Cool. Just making sure you aren't stealing shit off google.


----------



## Daemoniac (May 5, 2009)

Did some more today


----------



## vampiregenocide (May 5, 2009)

Love those last two man, some sick work.


----------



## Daemoniac (May 5, 2009)

vampiregenocide said:


> Love those last two man, some sick work.



Thanks man  ima try and get some more pics today at work and chances are will do more


----------



## Daemoniac (May 7, 2009)

and now there are more


----------



## kazzie (May 10, 2009)

I love all of it!
Very grungy and decay-like.


Did you use stock images?


----------



## Daemoniac (May 11, 2009)

Cheers 

Most of the images i found on a site my work uses to get free-hi-res stuff (jupiterimages? ) and the rest i found randomly searching for free hi-res stuff in google  So its all legal, just free, and a couple i took myself.

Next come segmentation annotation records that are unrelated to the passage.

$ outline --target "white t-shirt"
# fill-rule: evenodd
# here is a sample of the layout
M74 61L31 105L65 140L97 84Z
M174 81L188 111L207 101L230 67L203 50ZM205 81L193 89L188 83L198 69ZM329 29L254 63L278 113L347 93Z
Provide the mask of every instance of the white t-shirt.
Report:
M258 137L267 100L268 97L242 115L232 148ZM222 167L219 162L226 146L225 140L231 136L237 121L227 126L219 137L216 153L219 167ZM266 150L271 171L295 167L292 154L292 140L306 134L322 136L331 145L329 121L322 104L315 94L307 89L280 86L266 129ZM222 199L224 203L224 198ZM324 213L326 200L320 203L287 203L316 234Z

Its really nothing fancy, just picking the right images for the right layer, and the right filters... like a jigsaw puzzle that you can make any way you want, with whatever pieces yu want 

EDIT: Also cutting and pasting appropriately, and some skills with Adobe Illustrator


----------



## kazzie (May 11, 2009)

Love it !


----------



## Daemoniac (May 12, 2009)

Thanks  Im always adding more stuff cos i have some downtime at work  So every second i get spare i try to do more.


----------